Opinión | Caligrafía

La vista

Graduarse la vista es como calentar mantequilla en un microondas: un cuarto de más y se pasa de la perfección al desastre. Como todos los miopes que conozco, sigo comprobando qué matrícula alcanzo a ver, cuánto corrijo mi vista entrecerrando los ojos, cuánta luz puedo pedir como Goethe en su lecho de muerte en cuanto creo que una bombilla más va a hacerme ver bien mágicamente. No vivo sin gafas, me las quito para dormir y a veces para ducharme; y mis hijos han aprendido desde el comienzo de su vida a sacarme de la cama con una mano y darme las gafas a la vez con la otra. Cuántas gafas no me habrá cobrado el mar como tributo por meterme a nadar con ellas, repitiendo la estupidez sin vergüenza verano tras verano.

Hay una gran responsabilidad personal en la graduación de la vista. Las primeras lentes pueden descartarse sin temor, pero llega un punto en el que hay que elegir entre 0,25 arriba o abajo. No hay opciones incorrectas y depende de donde uno crea que está su comodidad. Nadie decide por ti. Hay que elegir entre ver con un tamaño mayor la lejanía, con un indicio de descomposición, como si la luz rebosara entre las costuras de los cuerpos; o hacerlo con más nitidez, con colores plenos y firmes, pero con pequeñez.

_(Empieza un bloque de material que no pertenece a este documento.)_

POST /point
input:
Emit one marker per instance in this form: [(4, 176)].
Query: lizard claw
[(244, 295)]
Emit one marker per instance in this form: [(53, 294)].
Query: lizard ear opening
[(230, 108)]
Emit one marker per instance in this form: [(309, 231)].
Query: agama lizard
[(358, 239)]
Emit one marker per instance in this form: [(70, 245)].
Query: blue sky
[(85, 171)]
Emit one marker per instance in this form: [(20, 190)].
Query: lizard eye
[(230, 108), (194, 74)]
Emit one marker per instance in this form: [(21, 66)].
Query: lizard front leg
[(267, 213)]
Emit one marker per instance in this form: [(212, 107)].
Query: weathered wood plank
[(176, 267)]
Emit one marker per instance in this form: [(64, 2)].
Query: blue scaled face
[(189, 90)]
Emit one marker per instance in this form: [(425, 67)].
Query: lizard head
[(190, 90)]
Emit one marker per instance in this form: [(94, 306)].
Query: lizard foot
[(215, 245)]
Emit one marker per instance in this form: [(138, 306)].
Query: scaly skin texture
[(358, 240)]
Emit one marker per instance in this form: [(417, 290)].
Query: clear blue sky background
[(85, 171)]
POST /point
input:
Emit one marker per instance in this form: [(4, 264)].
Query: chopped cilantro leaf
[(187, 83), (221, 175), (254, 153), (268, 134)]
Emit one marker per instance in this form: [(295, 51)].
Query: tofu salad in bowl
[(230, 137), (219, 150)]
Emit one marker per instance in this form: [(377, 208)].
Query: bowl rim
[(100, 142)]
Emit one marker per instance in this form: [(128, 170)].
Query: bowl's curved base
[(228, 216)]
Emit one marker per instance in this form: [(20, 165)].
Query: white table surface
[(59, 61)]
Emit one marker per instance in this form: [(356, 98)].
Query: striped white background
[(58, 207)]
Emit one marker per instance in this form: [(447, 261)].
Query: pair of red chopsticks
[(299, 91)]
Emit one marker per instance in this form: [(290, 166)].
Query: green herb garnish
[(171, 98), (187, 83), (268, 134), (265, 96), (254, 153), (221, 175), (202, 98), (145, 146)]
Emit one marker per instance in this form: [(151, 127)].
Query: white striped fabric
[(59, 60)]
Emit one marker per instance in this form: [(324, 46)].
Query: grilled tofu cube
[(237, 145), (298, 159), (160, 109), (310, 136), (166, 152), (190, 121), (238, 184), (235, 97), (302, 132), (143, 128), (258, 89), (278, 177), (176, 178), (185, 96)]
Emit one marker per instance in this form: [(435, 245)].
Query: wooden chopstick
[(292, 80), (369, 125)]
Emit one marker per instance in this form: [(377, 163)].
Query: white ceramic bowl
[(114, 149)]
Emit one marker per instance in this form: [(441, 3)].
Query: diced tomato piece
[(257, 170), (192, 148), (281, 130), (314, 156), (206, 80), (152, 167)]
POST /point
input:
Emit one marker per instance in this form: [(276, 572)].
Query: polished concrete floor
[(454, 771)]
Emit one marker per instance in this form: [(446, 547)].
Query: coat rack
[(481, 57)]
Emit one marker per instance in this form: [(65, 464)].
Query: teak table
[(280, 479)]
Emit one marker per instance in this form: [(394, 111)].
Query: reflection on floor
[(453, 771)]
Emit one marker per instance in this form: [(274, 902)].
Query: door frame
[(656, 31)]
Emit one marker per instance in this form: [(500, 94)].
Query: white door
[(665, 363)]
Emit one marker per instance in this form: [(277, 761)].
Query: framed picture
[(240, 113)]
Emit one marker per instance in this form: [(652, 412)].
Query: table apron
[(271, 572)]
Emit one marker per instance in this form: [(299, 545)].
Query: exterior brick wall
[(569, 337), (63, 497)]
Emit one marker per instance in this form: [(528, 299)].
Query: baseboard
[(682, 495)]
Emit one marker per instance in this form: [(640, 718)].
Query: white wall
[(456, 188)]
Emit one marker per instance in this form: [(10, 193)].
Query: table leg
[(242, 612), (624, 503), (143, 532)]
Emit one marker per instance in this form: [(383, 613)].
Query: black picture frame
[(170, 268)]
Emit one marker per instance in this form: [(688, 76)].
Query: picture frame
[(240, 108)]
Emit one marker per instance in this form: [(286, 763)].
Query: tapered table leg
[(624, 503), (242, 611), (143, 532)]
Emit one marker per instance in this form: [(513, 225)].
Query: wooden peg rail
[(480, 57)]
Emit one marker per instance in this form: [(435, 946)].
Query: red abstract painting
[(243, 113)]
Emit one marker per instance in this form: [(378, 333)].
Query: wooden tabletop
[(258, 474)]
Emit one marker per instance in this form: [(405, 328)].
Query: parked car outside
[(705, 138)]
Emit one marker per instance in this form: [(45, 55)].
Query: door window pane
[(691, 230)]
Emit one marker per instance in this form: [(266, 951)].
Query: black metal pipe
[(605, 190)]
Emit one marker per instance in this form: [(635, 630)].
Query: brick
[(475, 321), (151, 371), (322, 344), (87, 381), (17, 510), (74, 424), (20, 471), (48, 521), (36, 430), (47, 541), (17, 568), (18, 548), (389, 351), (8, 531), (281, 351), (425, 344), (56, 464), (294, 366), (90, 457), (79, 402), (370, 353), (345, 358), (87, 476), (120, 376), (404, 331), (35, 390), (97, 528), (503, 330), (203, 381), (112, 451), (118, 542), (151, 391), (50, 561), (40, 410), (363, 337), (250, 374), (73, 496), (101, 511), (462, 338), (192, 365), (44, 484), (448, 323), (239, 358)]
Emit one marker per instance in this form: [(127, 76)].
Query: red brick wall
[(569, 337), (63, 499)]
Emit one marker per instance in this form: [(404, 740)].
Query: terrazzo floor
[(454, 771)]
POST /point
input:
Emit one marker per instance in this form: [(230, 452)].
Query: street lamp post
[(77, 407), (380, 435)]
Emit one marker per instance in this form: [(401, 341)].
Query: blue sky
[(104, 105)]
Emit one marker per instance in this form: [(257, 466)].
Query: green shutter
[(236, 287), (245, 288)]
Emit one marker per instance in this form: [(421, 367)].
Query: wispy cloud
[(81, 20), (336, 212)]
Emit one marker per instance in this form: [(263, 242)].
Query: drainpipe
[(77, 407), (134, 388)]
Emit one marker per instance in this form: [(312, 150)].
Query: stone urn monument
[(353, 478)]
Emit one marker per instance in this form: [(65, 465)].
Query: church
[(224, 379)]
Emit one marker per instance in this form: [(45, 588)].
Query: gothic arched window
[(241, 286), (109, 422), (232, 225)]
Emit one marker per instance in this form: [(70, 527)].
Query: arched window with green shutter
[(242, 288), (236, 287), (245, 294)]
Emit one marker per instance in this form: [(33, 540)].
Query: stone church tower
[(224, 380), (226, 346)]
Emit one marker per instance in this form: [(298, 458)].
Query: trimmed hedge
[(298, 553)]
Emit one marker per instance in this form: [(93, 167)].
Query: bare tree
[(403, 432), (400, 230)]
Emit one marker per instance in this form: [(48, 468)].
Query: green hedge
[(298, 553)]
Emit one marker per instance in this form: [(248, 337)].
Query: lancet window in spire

Esta decisión de cada miope expone su carácter o su ánimo como pocas intimidades. Pienso que acabamos haciendo patria con la gente que ha leído o visto o escuchado lo que nosotros y no con la que compartimos barrio o país. Entre esas repúblicas universales está la de la graduación común de las gafas.

Alzo mi bandera ante mis hermanos: hoy he elegido grandeza.